What surprised me most is the strength that remains in my legs. Even though I've not ridden for such a long time, my legs are still strong enough to cope with the many uphill climbs that are so much a feature of the Shropshire countryside in which I live and ride. For me the great thing about riding recumbent is the almost total absence of pain, even when I'm pedalling uphill for prolonged periods. I do get occasional discomfort but this is mostly limited to my knees. Because my legs are different lengths, I have learnt to adjust the boom to suit my shorter right leg. Unfortunately doing this can and sometimes does cause pain in my left knee. So far any pain I've experienced has been fleeting and certainly not enough to stop me riding or force me rethink my current setup. According to my old but trusty Garmin GPS, in 3 separate trips the trike covered exactly 43.6 miles (about 70 Km) and I have to say I enjoyed travelling every single mile!

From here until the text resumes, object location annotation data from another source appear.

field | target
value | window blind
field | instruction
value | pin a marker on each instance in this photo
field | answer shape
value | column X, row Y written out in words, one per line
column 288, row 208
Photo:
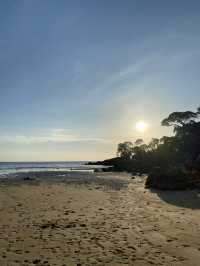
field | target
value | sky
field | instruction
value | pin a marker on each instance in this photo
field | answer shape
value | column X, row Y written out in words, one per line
column 76, row 76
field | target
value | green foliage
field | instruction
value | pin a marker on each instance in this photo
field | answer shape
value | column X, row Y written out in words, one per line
column 164, row 159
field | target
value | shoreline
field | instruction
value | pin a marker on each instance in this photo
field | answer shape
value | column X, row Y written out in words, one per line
column 96, row 219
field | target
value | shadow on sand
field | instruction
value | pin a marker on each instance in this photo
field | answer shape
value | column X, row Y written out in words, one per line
column 185, row 199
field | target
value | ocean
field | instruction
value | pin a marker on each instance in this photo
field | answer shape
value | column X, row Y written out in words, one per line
column 24, row 167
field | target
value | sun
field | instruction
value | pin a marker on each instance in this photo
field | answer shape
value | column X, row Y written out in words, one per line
column 141, row 126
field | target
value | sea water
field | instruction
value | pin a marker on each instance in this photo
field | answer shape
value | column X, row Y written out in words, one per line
column 18, row 167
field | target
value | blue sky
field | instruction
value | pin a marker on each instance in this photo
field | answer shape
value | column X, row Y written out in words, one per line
column 75, row 76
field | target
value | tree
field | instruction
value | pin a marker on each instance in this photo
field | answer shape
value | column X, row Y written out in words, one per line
column 139, row 142
column 125, row 150
column 153, row 144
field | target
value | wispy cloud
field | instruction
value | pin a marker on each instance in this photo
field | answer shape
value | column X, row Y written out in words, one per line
column 54, row 136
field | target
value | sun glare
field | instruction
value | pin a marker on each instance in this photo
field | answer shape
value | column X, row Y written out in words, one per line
column 141, row 126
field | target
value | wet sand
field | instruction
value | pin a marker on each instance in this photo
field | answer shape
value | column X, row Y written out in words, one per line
column 96, row 219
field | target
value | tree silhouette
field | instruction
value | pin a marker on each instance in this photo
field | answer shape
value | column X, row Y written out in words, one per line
column 125, row 150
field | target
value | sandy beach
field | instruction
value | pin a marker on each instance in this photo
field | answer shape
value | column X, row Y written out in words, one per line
column 96, row 219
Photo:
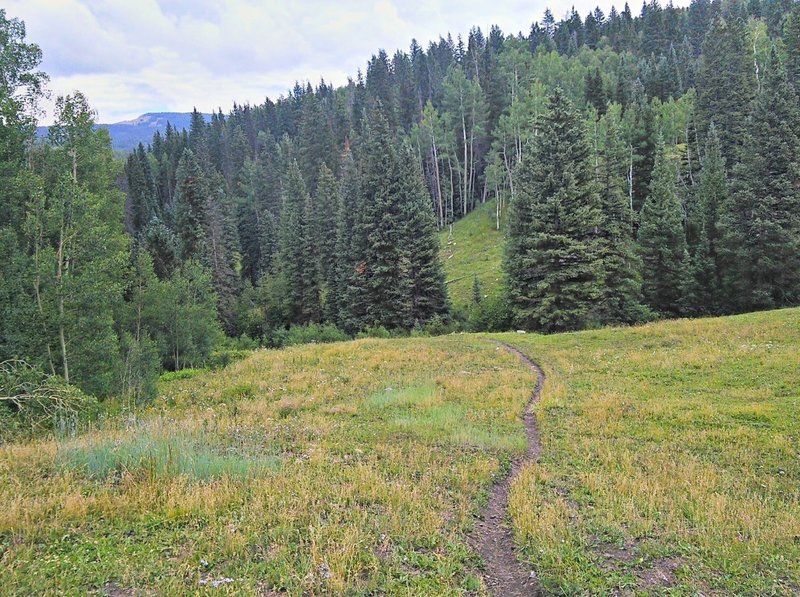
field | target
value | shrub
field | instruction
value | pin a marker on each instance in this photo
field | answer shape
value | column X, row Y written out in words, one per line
column 308, row 334
column 375, row 332
column 36, row 401
column 492, row 314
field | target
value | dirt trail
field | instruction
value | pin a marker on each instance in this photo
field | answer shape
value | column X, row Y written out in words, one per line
column 504, row 574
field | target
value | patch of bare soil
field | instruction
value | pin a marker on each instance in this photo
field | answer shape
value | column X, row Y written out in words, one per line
column 504, row 575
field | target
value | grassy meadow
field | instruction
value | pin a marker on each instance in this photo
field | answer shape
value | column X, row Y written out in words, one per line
column 352, row 467
column 670, row 465
column 670, row 460
column 474, row 247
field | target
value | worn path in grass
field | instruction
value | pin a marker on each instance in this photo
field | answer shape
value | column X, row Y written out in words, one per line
column 504, row 574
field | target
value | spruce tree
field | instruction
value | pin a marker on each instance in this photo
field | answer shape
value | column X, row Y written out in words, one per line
column 397, row 280
column 296, row 265
column 326, row 202
column 341, row 299
column 762, row 219
column 726, row 85
column 791, row 39
column 142, row 202
column 711, row 193
column 622, row 292
column 552, row 258
column 419, row 244
column 376, row 294
column 662, row 240
column 191, row 211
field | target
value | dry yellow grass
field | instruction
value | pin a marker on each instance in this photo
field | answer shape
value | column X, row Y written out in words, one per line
column 350, row 467
column 671, row 459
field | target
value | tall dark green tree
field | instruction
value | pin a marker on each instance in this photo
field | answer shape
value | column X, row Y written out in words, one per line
column 791, row 38
column 553, row 263
column 191, row 211
column 394, row 263
column 142, row 201
column 326, row 203
column 621, row 301
column 347, row 214
column 712, row 195
column 296, row 263
column 726, row 85
column 762, row 218
column 662, row 240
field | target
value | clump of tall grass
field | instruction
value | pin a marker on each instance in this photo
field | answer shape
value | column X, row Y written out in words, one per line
column 150, row 455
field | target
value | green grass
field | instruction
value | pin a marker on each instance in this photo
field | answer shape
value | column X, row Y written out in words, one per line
column 341, row 468
column 474, row 248
column 671, row 459
column 670, row 465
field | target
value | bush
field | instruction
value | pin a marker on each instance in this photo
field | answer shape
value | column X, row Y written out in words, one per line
column 492, row 314
column 308, row 334
column 141, row 367
column 35, row 401
column 375, row 332
column 181, row 374
column 223, row 358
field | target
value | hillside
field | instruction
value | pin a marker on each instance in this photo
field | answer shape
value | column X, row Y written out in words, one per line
column 669, row 462
column 126, row 135
column 473, row 247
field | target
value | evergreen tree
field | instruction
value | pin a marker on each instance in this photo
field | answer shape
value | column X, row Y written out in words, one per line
column 419, row 245
column 397, row 281
column 348, row 212
column 662, row 240
column 296, row 264
column 552, row 259
column 712, row 194
column 595, row 94
column 191, row 213
column 142, row 202
column 726, row 85
column 326, row 204
column 621, row 301
column 791, row 38
column 762, row 218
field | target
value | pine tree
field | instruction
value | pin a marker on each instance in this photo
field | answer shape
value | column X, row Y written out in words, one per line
column 296, row 264
column 643, row 148
column 341, row 301
column 552, row 259
column 662, row 240
column 762, row 219
column 791, row 38
column 712, row 193
column 594, row 92
column 419, row 244
column 397, row 281
column 142, row 202
column 191, row 212
column 726, row 85
column 621, row 302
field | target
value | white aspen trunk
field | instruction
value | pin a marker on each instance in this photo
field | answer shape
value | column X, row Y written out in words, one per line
column 630, row 180
column 61, row 267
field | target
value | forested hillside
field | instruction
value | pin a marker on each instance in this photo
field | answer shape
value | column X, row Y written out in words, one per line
column 646, row 166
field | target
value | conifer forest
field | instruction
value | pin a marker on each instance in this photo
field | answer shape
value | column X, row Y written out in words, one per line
column 644, row 163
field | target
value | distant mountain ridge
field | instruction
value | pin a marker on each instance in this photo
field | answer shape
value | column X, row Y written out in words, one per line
column 126, row 135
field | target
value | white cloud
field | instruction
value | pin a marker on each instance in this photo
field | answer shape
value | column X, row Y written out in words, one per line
column 148, row 55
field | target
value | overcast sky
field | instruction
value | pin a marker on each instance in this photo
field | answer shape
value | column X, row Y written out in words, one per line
column 135, row 56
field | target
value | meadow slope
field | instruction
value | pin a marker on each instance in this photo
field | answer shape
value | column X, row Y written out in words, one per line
column 472, row 248
column 670, row 459
column 670, row 463
column 353, row 467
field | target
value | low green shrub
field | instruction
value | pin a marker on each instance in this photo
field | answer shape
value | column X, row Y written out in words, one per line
column 308, row 334
column 150, row 455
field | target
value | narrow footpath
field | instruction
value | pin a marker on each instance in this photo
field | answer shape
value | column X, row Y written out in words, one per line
column 504, row 575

The attached picture shows what my nearly 7-year old ICE QNT looks like today - I think it still looks pretty good, don't you?
(to view a larger image, please click the picture)

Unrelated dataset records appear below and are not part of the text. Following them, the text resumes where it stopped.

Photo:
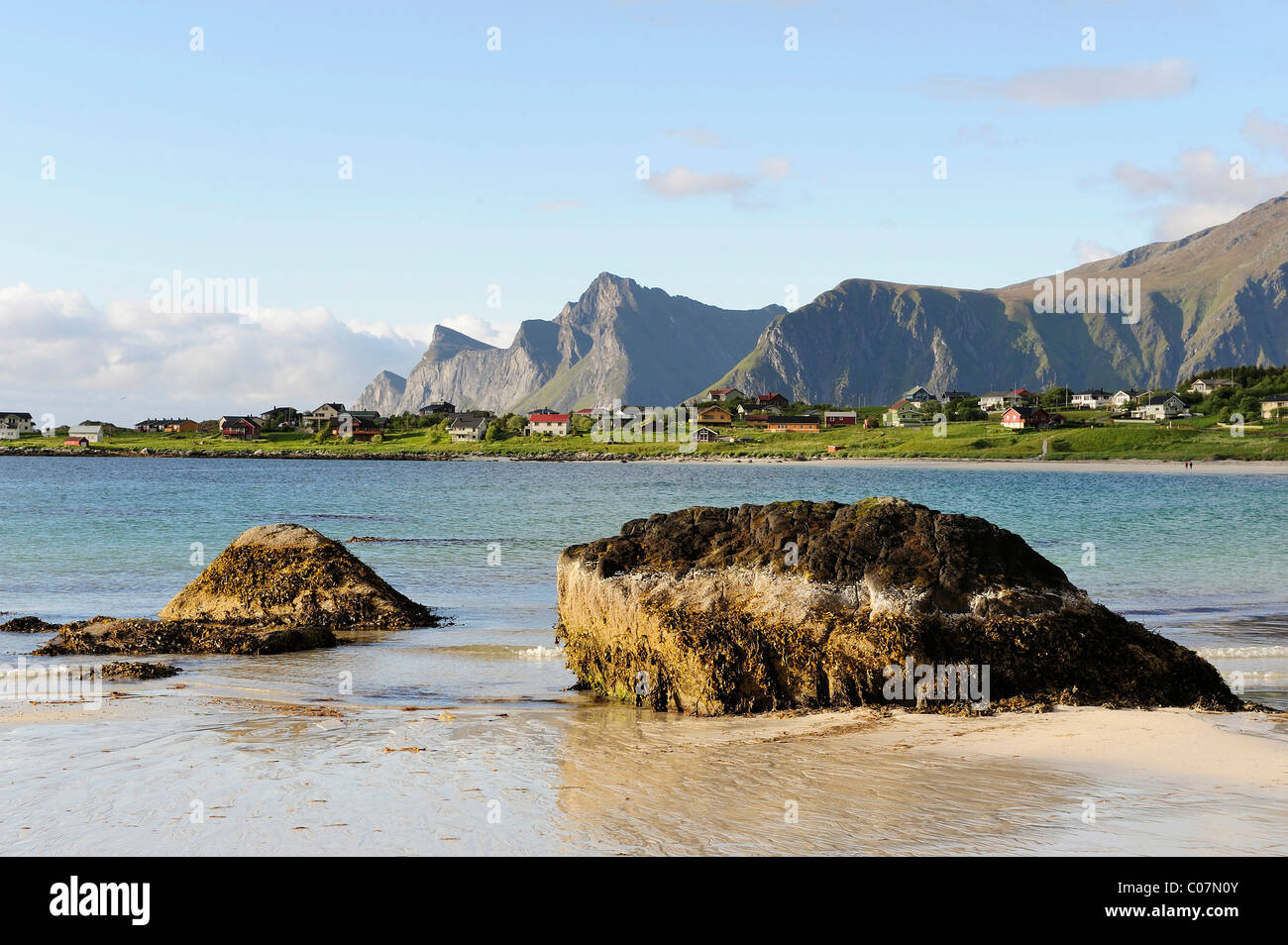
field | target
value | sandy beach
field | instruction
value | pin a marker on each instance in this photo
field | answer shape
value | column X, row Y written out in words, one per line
column 230, row 770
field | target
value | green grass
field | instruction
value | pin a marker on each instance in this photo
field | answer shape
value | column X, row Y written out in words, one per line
column 1189, row 439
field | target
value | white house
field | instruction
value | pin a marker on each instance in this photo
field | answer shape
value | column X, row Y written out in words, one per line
column 1093, row 399
column 467, row 428
column 93, row 433
column 1210, row 383
column 725, row 394
column 1160, row 407
column 22, row 422
column 1274, row 407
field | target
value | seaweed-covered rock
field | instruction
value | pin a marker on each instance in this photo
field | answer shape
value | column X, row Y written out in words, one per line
column 129, row 670
column 27, row 625
column 137, row 636
column 274, row 589
column 292, row 576
column 803, row 605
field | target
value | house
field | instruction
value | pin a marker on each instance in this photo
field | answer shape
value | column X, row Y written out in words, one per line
column 774, row 400
column 785, row 424
column 22, row 422
column 1093, row 399
column 1160, row 407
column 94, row 433
column 1274, row 407
column 840, row 417
column 549, row 424
column 1210, row 383
column 1025, row 419
column 437, row 407
column 725, row 394
column 283, row 417
column 902, row 413
column 467, row 428
column 715, row 415
column 323, row 416
column 361, row 425
column 236, row 428
column 1001, row 399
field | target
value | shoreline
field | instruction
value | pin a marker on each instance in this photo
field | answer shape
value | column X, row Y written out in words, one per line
column 1144, row 465
column 1068, row 782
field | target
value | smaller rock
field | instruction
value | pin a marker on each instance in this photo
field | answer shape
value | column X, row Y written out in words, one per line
column 127, row 670
column 27, row 625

Wednesday, 8 December 2010

Santa came early this year

Just over a week ago, I got an early gift from Santa!  That gift was a brand new Panasonic DMC-GF1 camera + Lumix 14-42mm lens.  Amazingly Santa also provided a genuine Panasonic leather case to put it in - Lucky me!  Well not really, at 55 I am probably a little old to believe in lovely ideas like Santa Claus.  The truth is I funded the camera by selling most my existing camera equipment and my wife and daughter paid for the remainder.  Perhaps there is a Santa after all?  In addition to still images, my new camera also records 720p video, so you may even see movies posted on this blog.  My plan is to ride with this kit in my bicycle panniers throughout 2011.

Tuesday, 2 November 2010

Recumbent Veltop Review

Velovision Issue 39

My Recumbent Veltop Review has been published in Velo Vision.  A version in .pdf format can be found here - Both the cover image shown on the left and the .pdf version of my review are courtesy of the editor Peter Eland...For those of you who don't know this excellent cycling magazine, Velo Vision can be found by clicking this link.

Friday, 3 September 2010

Veltop...What's it really like? Recumbent Veltop Review

I have now completed my Recumbent Veltop Review and it has been submitted for possible publication to a national cycle magazine.  If they do not wish to publish, I will definitely post links to the review from this blog...

Friday, 9 July 2010

Prees Trice Weekend Pictures

Images from this event can now be found here - If you would like copies of any of these pictures, please contact me by using the comments feature below this item.  My sincere thanks go to Pat Douglass at Xpanding Horizons for allowing me to use many of the pictures she took over that weekend.

Monday, 5 July 2010

Prees Trice Weekend by Mike Hessey

What a great event! Congratulations and thanks to all those involved in organising the event, and also to Abigail who managed more than twice her previous highest mileage, and on a heavy KMX while the rest of us were on Trices - and at 10 she is only 1/6 of my age, which is depressing, and I would never have even considered such a ride when I was her age!  I really enjoyed the ride, and it was particularly satisfying to see a younger rider take part, and complete the ride. I think Abigail did really well - congratulations to her.  I thought Abigail did very well towards the end; the time I was getting quite concerned was at around 40% of the distance - she obviously picked up later, while I was suffering from heatstroke by then (my excuse)! I was horrendously sunburnt on the legs when I got back (I forgot to take any cream with me), but I was sufficiently tired that it did not affect my sleeping, and although it still looks horribly red, it is not all that uncomfortable.

Note added by Tricerider:  On the left is a GPS generated map of the Saturday Prees route.  For Mike, Abigail (my daughter) and myself the ride was a total of 37 miles (60 Km).  On our return journey, we unfortunately missed a turning that would have taken us directly to the campsite at Green Lane.  However, I doubt that more than a mile was added by our unplanned detour.